Tuesday, December 12, 2006

Malcolm Gladwell's foresight bias

Malcolm Gladwell's essay "The Formula" (not yet online) appears in the New Yorker's media issue of Oct 16 of this year. This time, he's reporting on a group of computer-savvy entrepreneurs who have developed a grand artificial intelligence system that, he reports, can predict the earnings potential of a given film script or song.

It's an ambitious essay, the kind that sounds like it might be the basis for Tipping Point 3: The Blink-Master, and I'm glad that Gladwell reaches for big concepts; this one is entertaining and though-provoking as always. But I wish MG were not so eager a convert to novel ideas.

As is his way, when he points out the surprising successes of this month's big idea, he writes as an evangelist rather than a journalist. The prediction system, we learn, foresaw the success of Norah Jones and the Gnarls Barkley song "Crazy", as well as the middling box office returns of the Nicole Kidman-Sean Penn snoozefest The Interpreter, with astonishing accuracy:
According to the formula, the final shooting script was a $69-million picture (an estimate that came within $4 million of the actual box-office).
This is exciting, but how did the system do with other movies? You know, the ones that these geniuses--who seem to be Gladwell's only source on the quality of the pricey service they sell--didn't jump to tell Gladwell all about? According to Gladwell's vague timetable, the prediction of $69 million was made after the film's box office total was made public; he doesn't hide that fact, but in the face of his enthusiasm it's hard to keep it in mind.

In fact there's not much besides enthusiasm and unsourced anecdotes in the article to validate Gladwell's scoop. It is believable that vague, subjective artistic qualities can be accurately measured by a formula; there have been successes in this field for decades. But Gladwell gives neither context to place the difficulty of the predictive problem he describes, nor evidence that his subjects have accomplished anything at all.

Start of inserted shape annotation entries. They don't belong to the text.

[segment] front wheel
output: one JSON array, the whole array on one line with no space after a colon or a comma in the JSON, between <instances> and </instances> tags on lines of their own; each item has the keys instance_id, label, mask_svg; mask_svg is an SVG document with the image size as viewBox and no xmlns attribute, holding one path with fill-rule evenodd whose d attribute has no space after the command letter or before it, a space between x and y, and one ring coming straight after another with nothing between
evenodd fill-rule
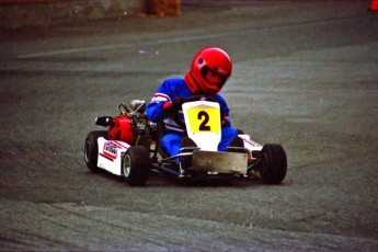
<instances>
[{"instance_id":1,"label":"front wheel","mask_svg":"<svg viewBox=\"0 0 378 252\"><path fill-rule=\"evenodd\" d=\"M287 158L280 145L265 145L262 149L261 176L266 184L279 184L286 176Z\"/></svg>"},{"instance_id":2,"label":"front wheel","mask_svg":"<svg viewBox=\"0 0 378 252\"><path fill-rule=\"evenodd\" d=\"M151 163L146 147L131 146L123 161L123 173L126 182L133 186L142 186L150 175Z\"/></svg>"},{"instance_id":3,"label":"front wheel","mask_svg":"<svg viewBox=\"0 0 378 252\"><path fill-rule=\"evenodd\" d=\"M99 158L99 145L98 145L98 138L104 137L107 138L107 131L106 130L95 130L88 134L85 138L84 144L84 158L85 163L89 170L92 172L96 172L99 170L98 168L98 158Z\"/></svg>"}]
</instances>

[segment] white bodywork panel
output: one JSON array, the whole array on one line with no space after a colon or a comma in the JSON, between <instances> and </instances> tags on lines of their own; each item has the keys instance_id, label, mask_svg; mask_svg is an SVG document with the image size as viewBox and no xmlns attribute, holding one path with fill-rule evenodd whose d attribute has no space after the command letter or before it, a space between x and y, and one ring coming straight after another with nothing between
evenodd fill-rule
<instances>
[{"instance_id":1,"label":"white bodywork panel","mask_svg":"<svg viewBox=\"0 0 378 252\"><path fill-rule=\"evenodd\" d=\"M247 173L247 153L202 151L193 152L193 170L219 173Z\"/></svg>"},{"instance_id":2,"label":"white bodywork panel","mask_svg":"<svg viewBox=\"0 0 378 252\"><path fill-rule=\"evenodd\" d=\"M103 137L98 138L98 167L113 174L122 175L122 161L130 146L124 141L106 140Z\"/></svg>"}]
</instances>

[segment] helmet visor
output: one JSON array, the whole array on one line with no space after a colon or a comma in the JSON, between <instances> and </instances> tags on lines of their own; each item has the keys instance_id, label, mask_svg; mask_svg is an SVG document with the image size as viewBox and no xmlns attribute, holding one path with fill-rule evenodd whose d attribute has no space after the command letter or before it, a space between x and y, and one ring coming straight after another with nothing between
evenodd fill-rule
<instances>
[{"instance_id":1,"label":"helmet visor","mask_svg":"<svg viewBox=\"0 0 378 252\"><path fill-rule=\"evenodd\" d=\"M218 88L222 88L226 83L228 77L219 75L218 72L211 70L207 66L204 66L201 69L202 77L211 85L217 85Z\"/></svg>"}]
</instances>

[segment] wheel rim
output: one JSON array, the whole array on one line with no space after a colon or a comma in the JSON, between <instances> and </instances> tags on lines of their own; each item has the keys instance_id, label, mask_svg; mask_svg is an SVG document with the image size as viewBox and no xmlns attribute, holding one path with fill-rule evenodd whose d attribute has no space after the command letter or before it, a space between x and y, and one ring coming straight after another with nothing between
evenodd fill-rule
<instances>
[{"instance_id":1,"label":"wheel rim","mask_svg":"<svg viewBox=\"0 0 378 252\"><path fill-rule=\"evenodd\" d=\"M130 157L128 154L125 156L124 160L124 175L128 177L130 174L131 165L130 165Z\"/></svg>"}]
</instances>

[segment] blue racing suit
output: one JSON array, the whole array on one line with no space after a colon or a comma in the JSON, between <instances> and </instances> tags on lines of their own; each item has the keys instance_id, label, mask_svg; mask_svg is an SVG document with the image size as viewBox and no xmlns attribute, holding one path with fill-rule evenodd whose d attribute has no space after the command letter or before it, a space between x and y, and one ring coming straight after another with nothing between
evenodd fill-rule
<instances>
[{"instance_id":1,"label":"blue racing suit","mask_svg":"<svg viewBox=\"0 0 378 252\"><path fill-rule=\"evenodd\" d=\"M181 139L187 136L187 134L185 128L177 125L172 116L163 111L163 104L179 96L186 99L193 95L196 94L191 92L184 79L171 78L161 83L157 92L153 94L151 102L147 105L147 117L149 121L154 123L161 121L164 122L165 135L162 137L160 144L163 151L165 151L170 157L180 152ZM219 94L216 94L215 99L219 102L222 115L221 140L218 145L218 150L225 151L231 140L238 136L238 131L234 128L231 128L229 108L225 99ZM184 122L182 111L179 112L179 118Z\"/></svg>"}]
</instances>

It's not just that the examples are cherry-picked--by the subjects, or by Gladwell, or by both in succession--but that Gladwell gives the impression that the formula is basically mathematical. In fact it largely relies on subjective human judgment. Humans judge which results are to be considered normal for the system, and which are to be considered buggy; humans judge which of the various trials and results to report to Gladwell and to their clients; and, astonishingly, humans are even inputting their subjective quantifications of things like character development.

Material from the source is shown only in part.